Groups that support reproductive rights, including Planned Parenthood, have denounced the laws as unconstitutional. But are they?
The answer to that question is one that may need to be decided by the Supreme Court.

Roe v. Wade is not going to survive this four-year administration.

Browne C. Lewis, director of the Center for Health, Law, and Policy at Cleveland State University
Experts say the 20-week bans have a good shot at withstanding the inevitable lower court challenges they will face. Those courts could, for example, decide the laws don’t put an “undue burden” on women seeking abortions or that the Supreme Court’s definition of a “viable fetus” is outdated. The parameters previously established by the Supreme Court protect a woman’s right to an abortion under any circumstances until the fetus is viable, which is generally considered to be after 24 weeks.

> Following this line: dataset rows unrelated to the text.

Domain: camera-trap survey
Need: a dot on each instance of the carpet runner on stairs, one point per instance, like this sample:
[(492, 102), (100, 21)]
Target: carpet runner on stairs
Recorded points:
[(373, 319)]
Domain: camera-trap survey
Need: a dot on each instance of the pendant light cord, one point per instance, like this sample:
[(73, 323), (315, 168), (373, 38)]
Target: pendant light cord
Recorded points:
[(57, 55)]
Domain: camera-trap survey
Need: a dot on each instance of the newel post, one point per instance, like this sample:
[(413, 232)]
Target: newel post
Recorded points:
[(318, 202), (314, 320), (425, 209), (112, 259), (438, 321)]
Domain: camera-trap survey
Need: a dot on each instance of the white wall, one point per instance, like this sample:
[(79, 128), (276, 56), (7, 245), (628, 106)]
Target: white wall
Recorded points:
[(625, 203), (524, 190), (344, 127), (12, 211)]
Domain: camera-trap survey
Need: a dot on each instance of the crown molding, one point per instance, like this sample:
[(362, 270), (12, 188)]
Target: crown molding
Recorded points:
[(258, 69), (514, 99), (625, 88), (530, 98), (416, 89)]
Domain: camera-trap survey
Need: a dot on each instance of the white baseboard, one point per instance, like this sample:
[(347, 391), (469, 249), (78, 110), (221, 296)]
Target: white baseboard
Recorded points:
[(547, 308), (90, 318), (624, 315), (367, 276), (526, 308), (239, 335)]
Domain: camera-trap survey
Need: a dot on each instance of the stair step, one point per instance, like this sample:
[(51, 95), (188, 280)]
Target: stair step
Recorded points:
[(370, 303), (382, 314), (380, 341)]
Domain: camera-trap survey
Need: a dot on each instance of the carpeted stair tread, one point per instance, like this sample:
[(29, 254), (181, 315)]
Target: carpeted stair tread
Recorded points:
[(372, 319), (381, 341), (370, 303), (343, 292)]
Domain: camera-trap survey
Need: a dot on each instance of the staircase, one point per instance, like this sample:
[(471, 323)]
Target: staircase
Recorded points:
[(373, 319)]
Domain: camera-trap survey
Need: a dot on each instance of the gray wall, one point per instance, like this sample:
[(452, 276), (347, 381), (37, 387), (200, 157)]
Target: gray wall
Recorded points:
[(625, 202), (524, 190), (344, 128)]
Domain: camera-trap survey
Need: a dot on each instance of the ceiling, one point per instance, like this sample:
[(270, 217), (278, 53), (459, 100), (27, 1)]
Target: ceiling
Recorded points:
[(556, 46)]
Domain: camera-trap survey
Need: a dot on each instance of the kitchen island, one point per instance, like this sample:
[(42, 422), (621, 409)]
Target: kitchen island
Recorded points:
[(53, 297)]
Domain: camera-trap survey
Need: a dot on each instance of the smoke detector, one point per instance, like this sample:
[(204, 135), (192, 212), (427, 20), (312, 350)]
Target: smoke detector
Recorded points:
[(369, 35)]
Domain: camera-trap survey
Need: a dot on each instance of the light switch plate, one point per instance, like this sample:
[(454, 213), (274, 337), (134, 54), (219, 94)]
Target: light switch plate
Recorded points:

Browne C. Lewis, a law professor and the director of the Center for Health, Law, and Policy at Cleveland State University expects pro-life advocates to argue that modern medical advances continue to move up the point of fetal viability, creating the possibility that a 20-week old fetus could be viable someday. Since viability can only be determined on a case-by-case basis, Lewis expects the argument to conclude that decisions regarding abortions should be left up to medical professionals and individual states — not the federal government.
Lewis also worries that a potential lower court decision to uphold the 20-week ban and accept that a fetus at that point can feel pain could opens the door to more draconian restrictions.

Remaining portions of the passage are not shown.